Green bananas function in a fairly opposite manner than white potatoes. They also require no cooking or manipulation to get the good stuff. As a banana ripens, it’s once Resistant Starch slowly transforms into simple sugars like fructose, glucose, and sucrose (to learn more on the spectrum of these simple sugars, refer to a former Health Hack here). Analogous to cooked/cooled potatoes versus merely cooked ones, green bananas are healthier than brown-spotted ripe ones. Another interesting tidbit, but one that probably comes more intuitively. Ripe bananas are nice and sweet, whereas green bananas are lacking in that pop of sugar. Unlike Soluble Fiber which can be found in sweet places like raspberries and blackberries, Resistant Starch doesn’t really pair with sweetness.

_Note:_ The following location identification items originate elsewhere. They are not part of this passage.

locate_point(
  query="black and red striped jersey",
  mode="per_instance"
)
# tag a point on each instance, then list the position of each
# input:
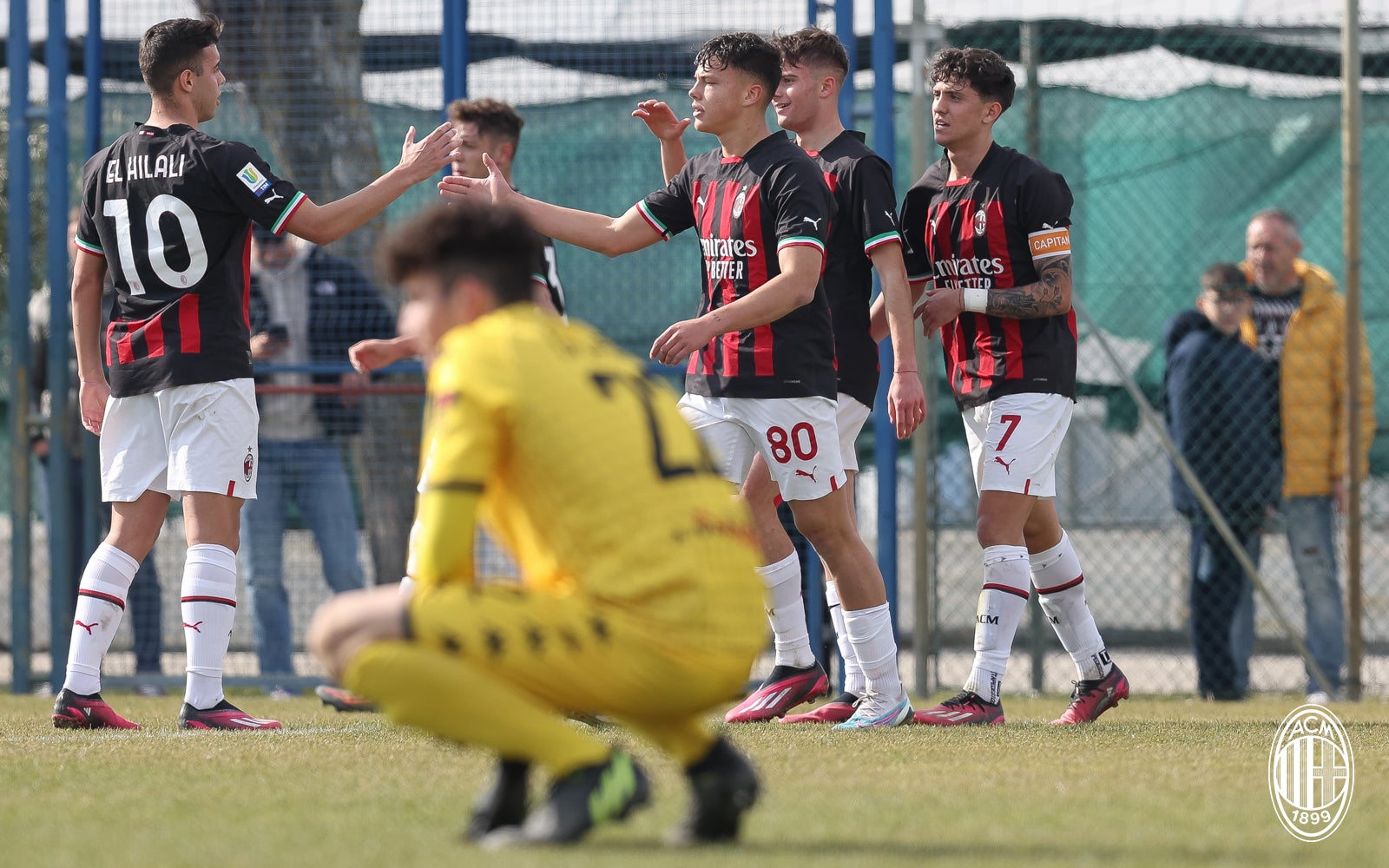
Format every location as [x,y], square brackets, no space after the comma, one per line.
[974,233]
[171,212]
[866,220]
[747,208]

Green bananas stand pretty much all alone in the realm of raw, uncooked foods that are robust in this strain of fiber. The only other option is a green plantain, which isn’t nearly as ubiquitous as a banana, and doesn’t contain nearly as much Resistant Starch. Like the banana, you’ll want to be consuming the plantain well before it’s fully softened. Or better yet, seek out dehydrated plantains in the form of chips for a rich source of this special starch.
Resistant Starch is mostly found in whole grains and legumes that have been cooked. A short list of these foods with particularly high quantities is as follows, leaving out those foods already named above:
• Cooked Oats (Oatmeal is a great source)
• Cooked and Cooled Brown Rice (the rise in RS comes from the cooling)
• Beans (the Gods of Fiber, virtually all beans are loaded with quality sources)
• Lentils (which should be cooked, as should the Beans)
Incorporating any of these Resistant Starch rich foods into your daily diet will make for a more stable and happier gut.
Health Benefits of Resistant Starch
Like Soluble Fiber, Resistant Starch has an uncanny ability to invite fullness and reduce our appetites without the common tradeoff of consuming a ton of calories.
IMPROVED INSULIN SENSITIVITY
Our bodies become more efficient at utilizing insulin, allowing our blood sugar levels to quell more quickly following a surge of glucose consumption. In other words, by consuming more Resistant Starch, our bodies become more skilled at processing carbohydrates that we consume by learning to deal with the ensuing spike in our blood sugar more effectively.
As explained earlier, Resistant Starch will help stabilize the healthy bacteria that resides in our gut. In a diet devoid of Soluble Fiber and/or Resistant Starch, our probiotic bacteria will starve and die. When they do, real estate opportunities arise in our gut microbiomes, allowing pathogenic bacteria to take up residence. In time, our colon can be overwhelmed by these foreign invaders, leading to a host of dangerous ramifications such as depression, leaky gut syndrome, and irritable bowel syndrome. You may recall (How Realistic Goal Setting Positively Affects the Brain) that serotonin is best known as our Happy Hormone. Interestingly, 85% of our serotonin production arises from the gut. When we keep our guts as hospitable an environment as possible for our precious probiotics, we’re literally nurturing a breeding ground for our future happiness.